RP seeks Mideast prisoner transfer deal
Department of Foreign Affairs (DFA) Spokesman Eduardo Malaya said the government is working on having bilateral transfers of sentenced persons agreements (TSPAs) with countries in the Middle East (ME) that would enable Filipino prisoners in those states to serve their jail term in the Philippines.
The TSPA provides the legal framework for the transfer of sentenced individuals, for humanitarian reasons, to their home countries in order to serve the remaining portion of their sentence.
“We will continue to negotiate bilateral TSPAs with countries which are not members of the Strasbourg Convention, particularly those in the Middle East,” Malaya, who is also the head of the DFA’s Office of Legal Affairs (OLA), said.
“Let me add that these prisoner transfer arrangements may take place only with the consent of the sentenced prisoner.
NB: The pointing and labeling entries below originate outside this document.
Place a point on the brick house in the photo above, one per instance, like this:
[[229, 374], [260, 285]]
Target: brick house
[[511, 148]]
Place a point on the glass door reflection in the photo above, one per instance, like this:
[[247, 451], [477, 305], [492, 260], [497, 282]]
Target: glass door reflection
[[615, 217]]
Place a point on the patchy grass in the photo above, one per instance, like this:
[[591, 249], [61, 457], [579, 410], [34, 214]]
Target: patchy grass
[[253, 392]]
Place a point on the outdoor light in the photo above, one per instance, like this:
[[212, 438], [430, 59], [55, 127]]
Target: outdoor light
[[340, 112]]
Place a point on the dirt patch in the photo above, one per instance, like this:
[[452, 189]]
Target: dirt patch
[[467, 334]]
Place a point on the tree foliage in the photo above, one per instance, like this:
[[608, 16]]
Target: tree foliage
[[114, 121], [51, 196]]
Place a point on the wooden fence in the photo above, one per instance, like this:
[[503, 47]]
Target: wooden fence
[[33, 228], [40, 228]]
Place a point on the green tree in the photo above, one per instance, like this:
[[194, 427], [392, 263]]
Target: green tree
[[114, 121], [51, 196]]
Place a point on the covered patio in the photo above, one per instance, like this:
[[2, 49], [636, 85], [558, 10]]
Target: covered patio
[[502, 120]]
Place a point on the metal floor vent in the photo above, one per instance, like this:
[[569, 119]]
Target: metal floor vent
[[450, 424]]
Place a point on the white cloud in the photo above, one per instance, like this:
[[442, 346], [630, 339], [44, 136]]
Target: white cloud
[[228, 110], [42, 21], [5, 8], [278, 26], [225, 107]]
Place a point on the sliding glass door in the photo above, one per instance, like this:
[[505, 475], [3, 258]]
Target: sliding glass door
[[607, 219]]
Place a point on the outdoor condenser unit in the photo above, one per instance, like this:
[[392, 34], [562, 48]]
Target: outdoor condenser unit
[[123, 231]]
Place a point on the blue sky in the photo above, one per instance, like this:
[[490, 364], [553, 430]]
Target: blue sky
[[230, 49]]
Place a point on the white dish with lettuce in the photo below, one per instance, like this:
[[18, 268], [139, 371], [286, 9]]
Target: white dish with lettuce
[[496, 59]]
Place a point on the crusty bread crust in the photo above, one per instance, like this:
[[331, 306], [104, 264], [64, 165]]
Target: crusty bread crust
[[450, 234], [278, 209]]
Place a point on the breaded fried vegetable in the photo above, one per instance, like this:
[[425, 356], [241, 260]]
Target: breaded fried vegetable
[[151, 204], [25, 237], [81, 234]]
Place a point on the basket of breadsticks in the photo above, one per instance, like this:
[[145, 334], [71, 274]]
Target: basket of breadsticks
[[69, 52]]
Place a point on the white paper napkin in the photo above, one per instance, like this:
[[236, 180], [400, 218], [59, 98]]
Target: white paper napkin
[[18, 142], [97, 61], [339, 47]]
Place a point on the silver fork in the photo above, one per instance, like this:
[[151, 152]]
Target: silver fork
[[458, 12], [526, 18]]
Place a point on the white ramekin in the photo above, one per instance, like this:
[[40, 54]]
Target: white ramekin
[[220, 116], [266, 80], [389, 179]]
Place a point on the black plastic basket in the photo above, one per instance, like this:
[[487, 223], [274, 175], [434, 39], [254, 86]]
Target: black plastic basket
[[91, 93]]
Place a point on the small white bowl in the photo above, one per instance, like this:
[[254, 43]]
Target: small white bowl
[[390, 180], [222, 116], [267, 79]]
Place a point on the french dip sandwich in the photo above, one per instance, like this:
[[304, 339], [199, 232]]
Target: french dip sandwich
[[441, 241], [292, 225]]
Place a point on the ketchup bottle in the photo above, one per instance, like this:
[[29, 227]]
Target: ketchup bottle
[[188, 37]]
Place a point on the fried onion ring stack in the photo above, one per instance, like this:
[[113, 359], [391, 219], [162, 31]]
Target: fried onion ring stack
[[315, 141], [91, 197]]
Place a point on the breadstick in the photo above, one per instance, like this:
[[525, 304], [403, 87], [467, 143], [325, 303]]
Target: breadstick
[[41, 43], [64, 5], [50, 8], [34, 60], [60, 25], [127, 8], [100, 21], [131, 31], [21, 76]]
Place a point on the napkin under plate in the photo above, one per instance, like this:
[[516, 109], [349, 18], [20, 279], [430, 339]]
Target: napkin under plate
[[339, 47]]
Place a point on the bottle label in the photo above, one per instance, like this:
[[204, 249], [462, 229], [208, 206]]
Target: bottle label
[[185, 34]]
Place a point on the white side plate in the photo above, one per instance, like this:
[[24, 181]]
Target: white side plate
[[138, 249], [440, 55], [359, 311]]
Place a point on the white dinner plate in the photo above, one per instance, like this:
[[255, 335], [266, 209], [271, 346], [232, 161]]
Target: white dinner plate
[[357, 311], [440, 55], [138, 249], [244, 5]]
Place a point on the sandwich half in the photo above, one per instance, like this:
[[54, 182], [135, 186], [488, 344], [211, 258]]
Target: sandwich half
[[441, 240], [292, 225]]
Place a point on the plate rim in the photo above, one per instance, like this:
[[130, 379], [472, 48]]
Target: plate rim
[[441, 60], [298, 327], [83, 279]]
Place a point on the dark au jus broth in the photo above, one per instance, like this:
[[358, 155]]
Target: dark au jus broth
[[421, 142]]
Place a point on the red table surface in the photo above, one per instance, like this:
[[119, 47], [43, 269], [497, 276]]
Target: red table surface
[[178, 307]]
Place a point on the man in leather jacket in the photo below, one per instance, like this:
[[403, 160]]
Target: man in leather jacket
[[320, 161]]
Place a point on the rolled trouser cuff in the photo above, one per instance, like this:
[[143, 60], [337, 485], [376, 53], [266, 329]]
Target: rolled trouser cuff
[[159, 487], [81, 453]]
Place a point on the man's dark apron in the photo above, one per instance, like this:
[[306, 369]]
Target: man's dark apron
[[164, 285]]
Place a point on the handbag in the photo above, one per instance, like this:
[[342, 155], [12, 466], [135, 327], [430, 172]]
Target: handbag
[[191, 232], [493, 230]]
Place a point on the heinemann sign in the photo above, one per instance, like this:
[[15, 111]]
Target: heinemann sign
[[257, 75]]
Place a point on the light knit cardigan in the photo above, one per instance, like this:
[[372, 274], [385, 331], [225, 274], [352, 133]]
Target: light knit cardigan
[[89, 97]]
If he is fine where is currently confined, so be it,” he said.
Malaya said the DFA is working with the Department of Justice (DoJ) on the Philippine accession to the 1983 Strasbourg Convention on the Transfer of Sentenced Persons.
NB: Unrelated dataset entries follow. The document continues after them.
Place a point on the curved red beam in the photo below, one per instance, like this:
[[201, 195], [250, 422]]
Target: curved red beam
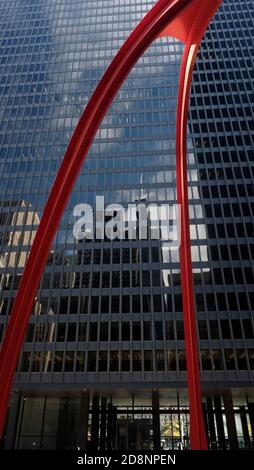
[[187, 20]]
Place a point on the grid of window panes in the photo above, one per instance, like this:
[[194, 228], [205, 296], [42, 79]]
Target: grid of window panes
[[116, 306]]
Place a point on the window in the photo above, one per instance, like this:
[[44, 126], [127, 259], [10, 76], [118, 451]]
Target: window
[[206, 360], [169, 326], [171, 360], [103, 361], [137, 360], [159, 360], [114, 331], [230, 359], [136, 331], [114, 361], [72, 332], [158, 330], [241, 359], [93, 328], [182, 360], [82, 331], [202, 326], [58, 361], [61, 327], [25, 364], [125, 331], [91, 362], [125, 361], [225, 329], [104, 331], [147, 331], [148, 361], [69, 361], [248, 328], [80, 361], [217, 359]]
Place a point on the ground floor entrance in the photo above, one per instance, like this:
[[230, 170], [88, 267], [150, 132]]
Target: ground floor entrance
[[148, 419]]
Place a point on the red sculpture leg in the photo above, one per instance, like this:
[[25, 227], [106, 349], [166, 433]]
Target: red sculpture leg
[[160, 16]]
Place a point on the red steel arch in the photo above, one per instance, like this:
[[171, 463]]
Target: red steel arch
[[186, 20]]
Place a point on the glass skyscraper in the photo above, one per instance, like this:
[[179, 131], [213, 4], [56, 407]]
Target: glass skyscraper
[[103, 364]]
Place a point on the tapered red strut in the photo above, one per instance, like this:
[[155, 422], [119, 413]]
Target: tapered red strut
[[186, 20]]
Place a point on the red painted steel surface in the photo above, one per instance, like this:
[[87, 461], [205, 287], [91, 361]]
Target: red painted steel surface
[[186, 19]]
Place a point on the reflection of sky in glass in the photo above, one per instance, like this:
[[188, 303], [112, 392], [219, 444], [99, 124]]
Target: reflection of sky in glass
[[47, 80]]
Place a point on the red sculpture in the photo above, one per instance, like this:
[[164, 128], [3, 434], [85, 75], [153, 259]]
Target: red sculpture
[[186, 20]]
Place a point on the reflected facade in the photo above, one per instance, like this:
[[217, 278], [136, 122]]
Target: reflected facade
[[103, 364]]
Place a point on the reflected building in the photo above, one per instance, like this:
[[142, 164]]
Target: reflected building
[[103, 364]]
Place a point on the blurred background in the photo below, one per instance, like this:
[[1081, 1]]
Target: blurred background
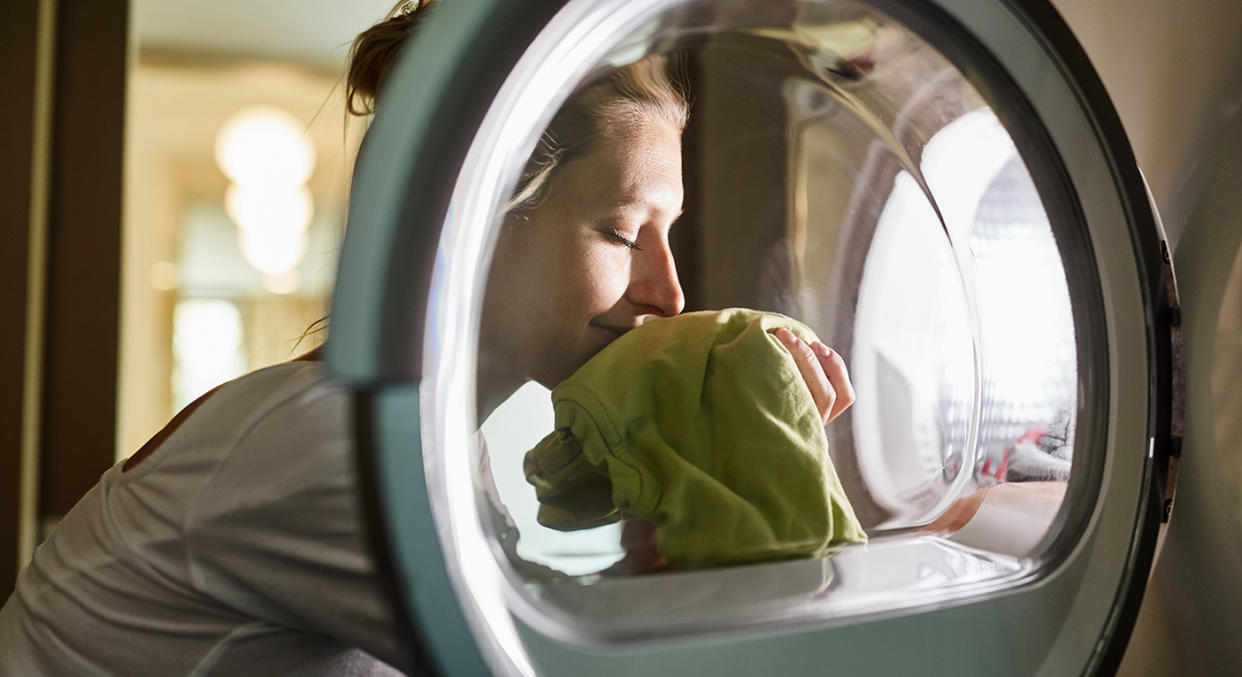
[[237, 160], [179, 172]]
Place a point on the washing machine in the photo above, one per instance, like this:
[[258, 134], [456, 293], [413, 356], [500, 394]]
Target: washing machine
[[942, 189]]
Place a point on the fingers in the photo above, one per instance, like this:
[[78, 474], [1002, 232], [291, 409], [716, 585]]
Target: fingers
[[824, 370], [810, 365], [838, 377]]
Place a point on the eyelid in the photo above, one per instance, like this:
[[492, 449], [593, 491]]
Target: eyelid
[[621, 239]]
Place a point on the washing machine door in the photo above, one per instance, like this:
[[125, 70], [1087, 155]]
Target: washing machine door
[[939, 188]]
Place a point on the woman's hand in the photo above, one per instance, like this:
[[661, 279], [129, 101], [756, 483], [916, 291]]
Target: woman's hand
[[824, 373]]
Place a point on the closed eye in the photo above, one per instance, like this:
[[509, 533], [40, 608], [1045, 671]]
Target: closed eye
[[615, 235]]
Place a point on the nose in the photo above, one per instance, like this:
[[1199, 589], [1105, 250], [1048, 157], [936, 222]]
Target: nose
[[653, 286]]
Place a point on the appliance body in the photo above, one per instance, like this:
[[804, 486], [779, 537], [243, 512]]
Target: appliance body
[[406, 316]]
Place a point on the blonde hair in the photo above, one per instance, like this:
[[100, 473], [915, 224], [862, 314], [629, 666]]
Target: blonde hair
[[640, 92]]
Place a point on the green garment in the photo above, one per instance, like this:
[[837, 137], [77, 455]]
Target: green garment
[[702, 424]]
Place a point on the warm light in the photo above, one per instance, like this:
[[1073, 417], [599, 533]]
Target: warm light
[[282, 283], [165, 276], [272, 251], [265, 148], [261, 210], [206, 345]]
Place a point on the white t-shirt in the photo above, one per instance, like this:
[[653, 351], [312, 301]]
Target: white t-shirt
[[236, 548]]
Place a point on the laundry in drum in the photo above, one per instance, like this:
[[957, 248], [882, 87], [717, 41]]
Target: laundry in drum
[[702, 425]]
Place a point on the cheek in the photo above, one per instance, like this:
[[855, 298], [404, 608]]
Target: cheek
[[604, 276]]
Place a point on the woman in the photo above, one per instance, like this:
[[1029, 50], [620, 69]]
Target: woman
[[232, 543]]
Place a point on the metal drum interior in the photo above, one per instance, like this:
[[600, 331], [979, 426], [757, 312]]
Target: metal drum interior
[[845, 168], [842, 170]]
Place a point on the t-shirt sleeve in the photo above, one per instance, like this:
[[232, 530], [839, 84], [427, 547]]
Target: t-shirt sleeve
[[278, 533]]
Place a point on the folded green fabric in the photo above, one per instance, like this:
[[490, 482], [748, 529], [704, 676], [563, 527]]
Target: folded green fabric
[[702, 424]]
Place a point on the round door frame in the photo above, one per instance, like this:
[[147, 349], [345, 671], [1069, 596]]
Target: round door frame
[[430, 118]]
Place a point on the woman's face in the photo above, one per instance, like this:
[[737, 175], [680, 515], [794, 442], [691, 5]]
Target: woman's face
[[590, 261]]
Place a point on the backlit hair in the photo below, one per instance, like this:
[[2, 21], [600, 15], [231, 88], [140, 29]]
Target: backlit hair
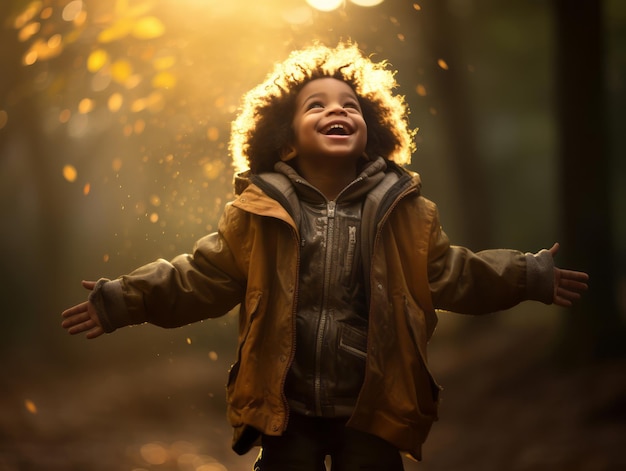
[[262, 129]]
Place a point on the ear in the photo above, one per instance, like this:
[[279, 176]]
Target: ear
[[288, 154]]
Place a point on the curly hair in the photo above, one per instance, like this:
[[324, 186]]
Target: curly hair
[[262, 130]]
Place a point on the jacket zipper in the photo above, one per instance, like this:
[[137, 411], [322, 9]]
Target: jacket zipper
[[321, 328]]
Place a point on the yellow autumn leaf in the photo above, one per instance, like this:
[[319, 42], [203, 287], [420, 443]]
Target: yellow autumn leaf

The Strasbourg Convention, he explained, is the multilateral framework on prisoner transfers involving 63 countries, including Japan, Australia, the whole of Europe and the United States.
The first instance of a transfer under the TSPA is that with Spain, wherein Francisco Juan “Paco” Larrañaga was transferred to the Centro Penitenciario Madrid 5-Soto del Real penal facility in Spain in October, 2009.
Larranaga will serve the remainder of his life sentence at the Spanish penal facility after being convicted for the kidnapping, rape, and killing of sisters Jacqueline and Marijoy Chiong in Cebu in 1997.
Larranaga was convicted, along with six others, by the Cebu City Regional Trial Court in 1999.
Larrañaga has family members in the Guipuzcoa and Catalonia areas in Spain.
Malaya, meanwhile, said they are working on the first transfer of some Filipinos imprisoned in Hong Kong.
“We are currently working on the first return of the first two or three Filipino sentenced persons from Hongkong,” he said. There are about eight million Filipino migrants, including OFWs, all over the world, an estimated 5,000 of whom are detained for various offenses.